L’ennesima successione
Il volume contiene non solo una gran quantità di informazioni fattuali sulla nascita e sulle diramazioni iranica e siriana della setta tra l’11° e il 13° secolo (con 8 signori di Alamut tra il 1090 e il 1256), ma anche approfondite analisi dell’ideologia che la connotava e della sua evoluzione, che portò a sviluppi assolutamente originali nonché imprevedibili. L’autore, che è il più importante storico americano dell’Islam, non esita a inoltrarsi nei meandri di ragionamenti che, tra sillogismi e enunciazioni dogmatiche, mettono a dura prova l’attenzione del lettore. La traduzione si adegua allo stile del testo inglese, riuscendo a non tradirne il senso anche nei punti più complessi, tuttavia è quanto meno curiosa la scelta di tradurre con «dispensa» il termine inglese dispensation, che compare molte volte nel testo a significare il «sistema religioso vigente».

L’occasione storica che diede origine allo scisma fu l’ennesima successione contestata, alla morte di un califfo fatimide d’Egitto intorno al 1094 (i Fatimidi iranici puntarono su Nizar mentre il potere venne assunto dal fratello al-Musta‘li): e tuttavia il fatto è in definitiva secondario. Una volta accettato il principio dell’indispensabilità di un imam, conoscerne nome e identità era perfino superfluo: i capi della setta ne erano la hujja (prova) e il loro ta‘lim (insegnamento) era insindacabile. Oltretutto, la comunità si era già formata, prima di queste dispute, intorno a colui che può esserne considerato il vero «fondatore», Hasan i-Sabbâh, un da‘i (predicatore) iranico, che da tempo svolgeva opera di proselitismo e conquista nelle regioni della Persia a sud del Caspio.

Nel 1090 Hasan i-Sabbâh riuscì a impossessarsi di una rocca posta su un’aspra rupe chiamata Alamut, che da allora divenne il centro operativo della setta. Nella lingua locale, il nome stava per «nido d’aquila», ma in alfabeto arabo si scrive alla stessa maniera di al-mawt «la morte», e questa sinistra consonanza ben si prestava ad arricchire di terrore tutti i potenziali bersagli dei Nizariti.

Mondi lontani, simili esiti
Pur costituendo un dato costante per tutta la loro storia, la conquista di roccheforti e gli omicidi politici non furono certo esclusiva dei Nizariti. L’aspetto più originale fu, sul piano teologico, la dottrina della Qiyama, la «resurrezione», sviluppata a partire dal 1164 da Hasan II e dal suo successore Muhammad II, esposta per esteso in un documento tradotto e commentato in appendice al libro, secondo la quale con Hasan II si è chiusa l’era dell’attesa dell’imam, il mondo mortale è finito e sopravvivono solo i rinati a una vita immortale, che hanno risposto al suo appello.

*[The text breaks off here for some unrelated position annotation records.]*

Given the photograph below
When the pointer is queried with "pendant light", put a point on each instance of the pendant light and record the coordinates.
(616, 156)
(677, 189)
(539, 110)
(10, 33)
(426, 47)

Con ciò, gli uomini venivano affrancati dal giogo della legge (la sharia), liberi di mangiare durante il mese del digiuno e di non pregare rivolti verso la Mecca. Hasan stesso venne adorato come un imam e addirittura Qa’im (suscitatore) della Qiyama, dai tratti quasi sovrannaturali.

Questi sviluppi apparentemente bizzarri, sono tuttavia pienamente giustificati da un complesso sistema teologico che nel volume viene accuratamente descritto e chiosato. Il riconoscimento del divino in un essere incarnato (insieme ad altre credenze come quella nella trasmigrazione delle anime) è un tratto comune a un’altra scheggia originata dal mondo fatimide, quella dei Drusi, che con i Nizariti di Alamut condividono l’amore per la segretezza e l’inafferrabilità. Ma anche al lettore europeo l’idea di un’ipostasi divina che apre una nuova era e permette all’umanità di superare i formalismi della Legge preesistente suona familiare.
Indagare i misteriosi canali carsici che possono aver portato ad esiti analoghi in mondi tanto diversi è una sfida cui sarà necessario aggiungere ancora parecchi sforzi. Molto resta da scoprire sul mondo sciita, e in particolare su questa comunità, che da feroce e temuta si è col tempo trasformata nel pacifico movimento ismailita odierno il cui capo, l’Agha Khan, combatte il sottosviluppo e compie opere di filantropia.